2. A game involves the interaction of an individual or several players working with a set of rules in order to complete a process. Games must provide a certain backstory or general objective for the player(s). While the game can have a concrete objective, this does not mean that the game has a definitive end. Games such as Catch Phrase can be played without end, but the game still has the objective for its players to reach certain goals by defining phrases and words.

Regardless of an ending or an indeterminate ending, games must be defined by a set of rules to dictate the process and also to limit the player(s). This can range from a small set of rules to an incredibly vast set of rules that change due to player’s choices, such as in video games. Games should be engaging enough for the player(s) to interact with the game itself as well as other players, whether as companions or adversaries. Ultimately, a game should push the player towards completing a certain process and reaching towards a certain goal.

3. I’m on the fence of whether I completely agree about Costikyan’s definition and explanation about games. His definition goes to say that a game is, “a form of art in which participants, termed players, make decisions in order to manage resources through game tokens in the pursuit of a goal”. However, not all games utilize game tokens or objects that help visualize the game. Children create their own games with rules and decisions that often are completely visualized through imagination. However, I agree with his statement in that a game is a form of art. Games require creativity, strategy, and imagination, and thus produce a perfect synthesis of these three qualities.

In regards to Costikyan’s comments on puzzles, I disagree with his statement.

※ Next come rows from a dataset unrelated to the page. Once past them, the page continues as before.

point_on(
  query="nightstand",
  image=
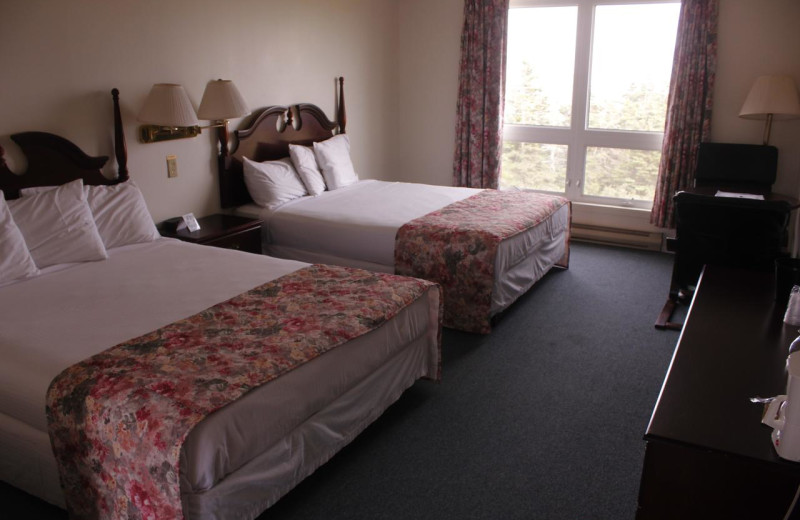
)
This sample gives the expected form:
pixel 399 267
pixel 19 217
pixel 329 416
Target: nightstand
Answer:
pixel 228 231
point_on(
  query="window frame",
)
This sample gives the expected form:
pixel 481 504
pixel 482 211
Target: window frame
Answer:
pixel 578 136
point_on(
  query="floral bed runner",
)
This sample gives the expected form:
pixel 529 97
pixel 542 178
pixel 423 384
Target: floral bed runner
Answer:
pixel 456 247
pixel 118 419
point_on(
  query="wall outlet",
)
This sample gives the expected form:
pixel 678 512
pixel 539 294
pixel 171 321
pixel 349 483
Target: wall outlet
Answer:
pixel 172 166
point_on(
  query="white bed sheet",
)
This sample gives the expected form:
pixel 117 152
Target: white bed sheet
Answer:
pixel 359 221
pixel 75 299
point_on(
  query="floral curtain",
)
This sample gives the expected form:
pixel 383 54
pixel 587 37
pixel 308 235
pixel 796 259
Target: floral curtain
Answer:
pixel 479 124
pixel 688 120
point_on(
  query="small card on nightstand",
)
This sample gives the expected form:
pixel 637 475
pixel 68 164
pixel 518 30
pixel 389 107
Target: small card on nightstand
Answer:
pixel 190 222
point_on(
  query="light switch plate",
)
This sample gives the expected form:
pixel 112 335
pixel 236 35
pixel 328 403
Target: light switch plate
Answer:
pixel 172 166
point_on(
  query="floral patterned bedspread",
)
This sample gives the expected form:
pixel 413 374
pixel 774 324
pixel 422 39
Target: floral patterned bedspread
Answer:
pixel 456 247
pixel 118 419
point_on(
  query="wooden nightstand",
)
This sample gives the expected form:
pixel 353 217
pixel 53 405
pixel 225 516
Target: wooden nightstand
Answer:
pixel 228 231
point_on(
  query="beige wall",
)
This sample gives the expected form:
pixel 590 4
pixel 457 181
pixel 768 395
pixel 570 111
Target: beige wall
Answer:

He provides the example of a crossword puzzle as an antithesis to a game. However, a crossword puzzle fits his game definition. Participants are those who engage in the puzzle, they utilize resources (words hints and blank spaces) in order to pursue the goal of finishing the puzzle. Like a game, a crossword puzzle provides restrictions and limitations that act like rules. All in all, puzzles likewise follow Costikyan’s general rule and definition of what constitutes a game.

The same goes for second life games, such as his example through The Sims. Likewise, it follows his rule. Your second life character becomes your token, there are rules that lie within the game but are also created by the player, and the player chooses the goal of the character. Games like this are incredibly engaging and interactive. The goals do not have to be long term. The player most likely sets the character a group of short term goals to achieve, but this does not mean that these goals are more insignificant than one permanently ending goal. Narrative, like in tabletop or video games, plays a large role in second life games as well.

Costikyan’s comments on color are valid, but can also come off to be extreme. It is true that Monopoly is not a concrete representation of real estate development. However, that does not mean that the game is not at all about real estate. His definition of color can be connected to Crawford’s ideas of representation. A game does not strictly depict the nature of reality or is subsets. Rather, it employs visualizations and color in order to better connect the player(s) to the game. It connects as well to Crawford’s definition of safety. Games like Monopoly act as safe havens when it comes to reality, as the player(s) really never become bankrupt or go to jail. Games offer valuable lessons on life and truth through simulated and colorful sub worlds.